The first 2 Masts have now no been erected! Each Mast weighs in at approximately 270,000lbs. Enjoy!


----------



## target

Cool looking. I love seeing the updates.


----------



## Death's Sting

I got a nasty chemical burn and have to take time off. There wont be any updates for a couple weeks....


----------



## Aquaman

Death's Sting said:


> I got a nasty chemical burn and have to take time off. There wont be any updates for a couple weeks....


 Wow thats to bad I got burned once involving some chemicals ....not at all related to your injuries though ......
Hope your okay and will recover soon . You know these guys like photos ...of pretty much anything.... and details ( wanna talk about it  ) hope its not going to set you back for long. Wishing you a speedy recovery
HAPPY 3rd Friday in a row to you !


----------



## Death's Sting

Aquaman said:


> Wow thats to bad I got burned once involving some chemicals ....not at all related to your injuries though ......
> Hope your okay and will recover soon . You know these guys like photos ...of pretty much anything.... and details ( wanna talk about it  ) hope its not going to set you back for long. Wishing you a speedy recovery
> HAPPY 3rd Friday in a row to you !


Thanks man!
I will be back at work Tuesday!


----------



## Dave

I couldnt pass up the opportunity yesterday to go flying, aside from being cold (-9 at 2000ft, -15ish about 9000ft), it was a wicked day. I snapped this pic of the bc place as i was passing overhead. thought i'ld put it up.


----------



## Death's Sting

Dave said:


> I couldnt pass up the opportunity yesterday to go flying, aside from being cold (-9 at 2000ft, -15ish about 9000ft), it was a wicked day. I snapped this pic of the bc place as i was passing overhead. thought i'ld put it up.


Nice shot!

Ive been working night shifts so visibility is limited. I will try to do an update soon.


----------



## Dave

thanks. whent he weather co-operates and more visual progress is visible, i'll take some more.


----------



## big_bubba_B

Well will be a nice stadiam when it is done now they just need a good team to play in it and will be good .


----------



## Death's Sting

The last Mast was erected last week! The job is now half done! Here are some new pics!! Enjoy!

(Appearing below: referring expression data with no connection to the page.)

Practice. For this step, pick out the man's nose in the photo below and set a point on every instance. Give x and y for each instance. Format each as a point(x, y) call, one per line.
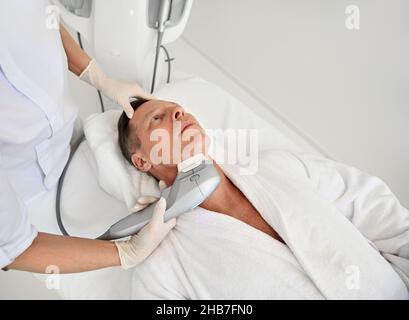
point(178, 113)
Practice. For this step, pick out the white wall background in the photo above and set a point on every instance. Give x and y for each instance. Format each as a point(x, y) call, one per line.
point(347, 90)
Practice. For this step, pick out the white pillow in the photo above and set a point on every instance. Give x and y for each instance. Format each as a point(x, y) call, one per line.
point(212, 106)
point(115, 175)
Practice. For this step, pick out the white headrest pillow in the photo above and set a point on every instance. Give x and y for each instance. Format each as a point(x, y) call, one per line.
point(115, 175)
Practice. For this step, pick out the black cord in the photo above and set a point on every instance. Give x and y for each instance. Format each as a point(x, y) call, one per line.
point(168, 60)
point(101, 102)
point(61, 183)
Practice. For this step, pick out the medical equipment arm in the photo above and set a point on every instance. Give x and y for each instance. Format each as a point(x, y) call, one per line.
point(140, 246)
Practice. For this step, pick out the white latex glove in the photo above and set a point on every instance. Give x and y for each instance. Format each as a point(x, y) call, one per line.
point(118, 91)
point(140, 246)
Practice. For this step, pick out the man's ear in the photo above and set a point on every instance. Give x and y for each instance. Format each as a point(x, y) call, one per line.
point(140, 163)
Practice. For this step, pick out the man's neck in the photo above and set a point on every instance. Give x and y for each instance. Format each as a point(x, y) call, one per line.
point(222, 199)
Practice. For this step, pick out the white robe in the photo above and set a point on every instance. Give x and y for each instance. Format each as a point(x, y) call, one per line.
point(339, 225)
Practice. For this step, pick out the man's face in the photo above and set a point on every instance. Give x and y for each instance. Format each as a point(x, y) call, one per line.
point(167, 133)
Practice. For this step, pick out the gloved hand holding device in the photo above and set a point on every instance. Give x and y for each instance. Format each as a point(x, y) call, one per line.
point(141, 245)
point(118, 91)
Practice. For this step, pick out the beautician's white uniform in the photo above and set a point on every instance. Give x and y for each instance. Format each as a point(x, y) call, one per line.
point(36, 119)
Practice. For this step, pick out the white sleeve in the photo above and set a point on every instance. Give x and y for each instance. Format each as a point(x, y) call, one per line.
point(368, 203)
point(16, 231)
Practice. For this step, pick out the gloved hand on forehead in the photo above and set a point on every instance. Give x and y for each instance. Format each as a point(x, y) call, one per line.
point(118, 91)
point(140, 246)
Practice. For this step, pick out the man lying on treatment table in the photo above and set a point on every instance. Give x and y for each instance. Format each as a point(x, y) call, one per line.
point(301, 227)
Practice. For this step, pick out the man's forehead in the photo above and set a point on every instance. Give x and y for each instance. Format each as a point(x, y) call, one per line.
point(149, 107)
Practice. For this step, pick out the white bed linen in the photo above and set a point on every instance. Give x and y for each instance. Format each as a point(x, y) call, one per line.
point(85, 216)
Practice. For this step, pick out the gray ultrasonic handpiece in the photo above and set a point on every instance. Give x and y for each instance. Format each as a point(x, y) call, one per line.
point(189, 190)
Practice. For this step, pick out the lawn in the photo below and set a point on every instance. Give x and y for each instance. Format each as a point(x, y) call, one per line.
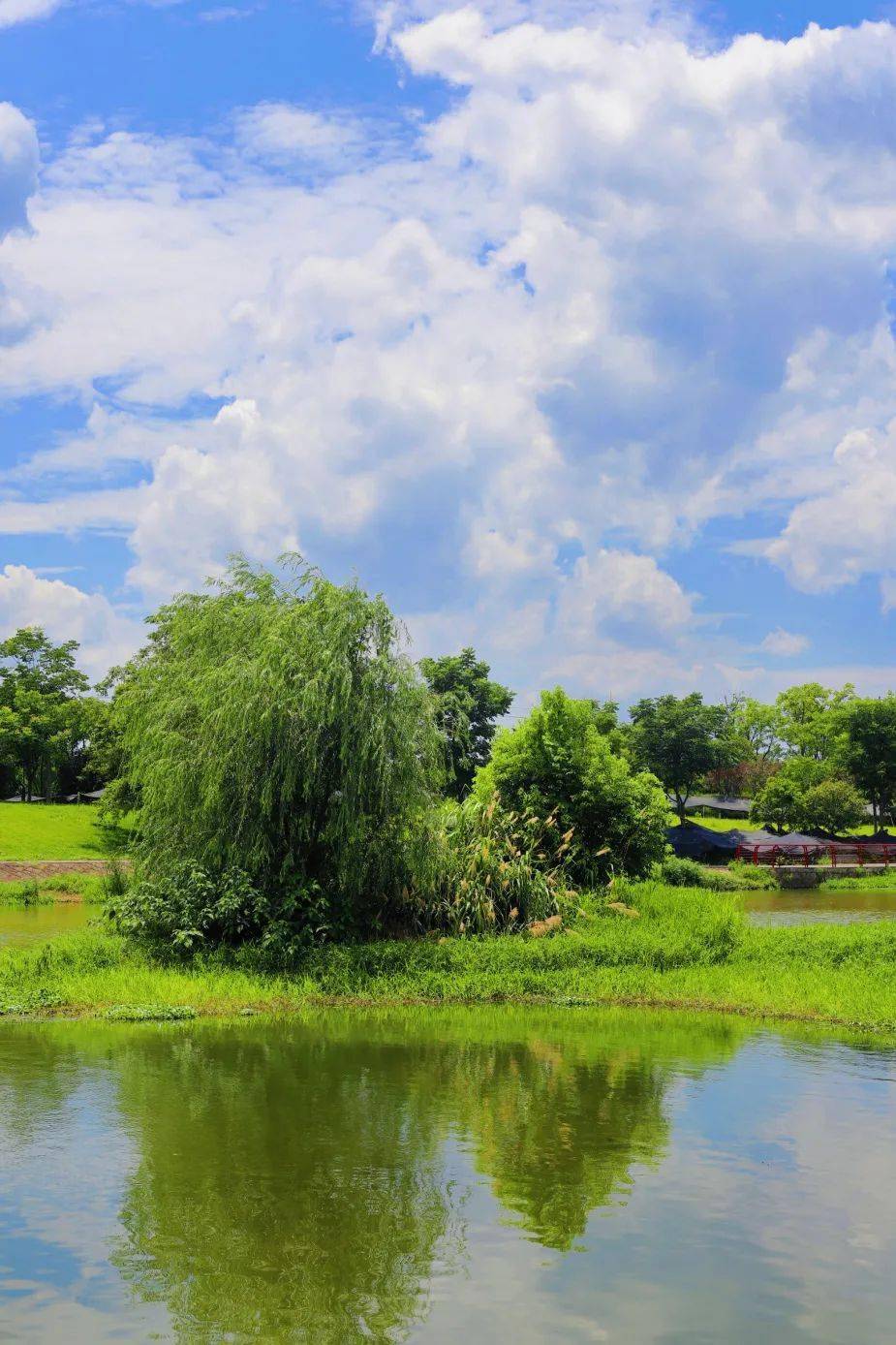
point(57, 831)
point(685, 949)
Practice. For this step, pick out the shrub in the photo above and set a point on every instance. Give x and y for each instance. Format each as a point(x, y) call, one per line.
point(190, 909)
point(557, 765)
point(495, 870)
point(832, 806)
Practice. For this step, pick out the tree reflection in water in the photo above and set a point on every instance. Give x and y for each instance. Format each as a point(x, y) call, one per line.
point(294, 1178)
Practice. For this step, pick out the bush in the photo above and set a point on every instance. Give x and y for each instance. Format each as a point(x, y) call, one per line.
point(283, 749)
point(832, 806)
point(495, 870)
point(557, 765)
point(190, 909)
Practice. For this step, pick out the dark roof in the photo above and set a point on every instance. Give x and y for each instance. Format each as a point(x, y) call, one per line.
point(695, 842)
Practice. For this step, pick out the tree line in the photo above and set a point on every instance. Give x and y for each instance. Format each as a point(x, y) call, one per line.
point(299, 777)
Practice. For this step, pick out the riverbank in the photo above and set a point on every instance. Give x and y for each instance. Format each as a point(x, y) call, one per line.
point(687, 949)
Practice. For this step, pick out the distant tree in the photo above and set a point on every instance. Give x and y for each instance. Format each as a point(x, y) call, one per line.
point(755, 725)
point(740, 779)
point(810, 720)
point(41, 725)
point(680, 740)
point(871, 752)
point(832, 806)
point(467, 706)
point(779, 804)
point(556, 763)
point(28, 661)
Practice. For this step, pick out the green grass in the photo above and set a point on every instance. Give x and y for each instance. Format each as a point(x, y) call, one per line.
point(89, 887)
point(746, 825)
point(688, 949)
point(881, 880)
point(57, 831)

Heres a vid my friend made:
[YT]
YouTube - On top of the world[/YT]


----------



## striker

thats a crazy view from up there. starting to come together now cant wait for some lion games and have to go to the grey cup in the new stadium


----------



## Death's Sting

striker said:


> thats a crazy view from up there. starting to come together now cant wait for some lion games and have to go to the grey cup in the new stadium


Yah, the view is amazing during Sun down!


----------



## Dave

the first pic is wicked being level with the tops of cloud


----------



## Trouble

*I wonder if they are going to screw over their staff like they did at the Olympic's. To bad they didn't just tare the whole thing done with the General Manager Ken and his bum buddies inside. Wonder how many times they are going to push the date of the opening.*


----------



## Death's Sting

Dave said:


> the first pic is wicked being level with the tops of cloud


That's taken from almost 400' up!



Trouble said:


> *I wonder if they are going to screw over their staff like they did at the Olympic's. To bad they didn't just tare the whole thing done with the General Manager Ken and his bum buddies inside. Wonder how many times they are going to push the date of the opening.*


I don't think their gonna push back the opening, were on schedule. Plus, the Grey cup is being held there.


----------



## Trouble

We were suppose to be back to work by June. They say September now.


----------



## Death's Sting

Trouble said:


> We were suppose to be back to work by June. They say September now.


Oh well, were all working hard to get the job done on time.


----------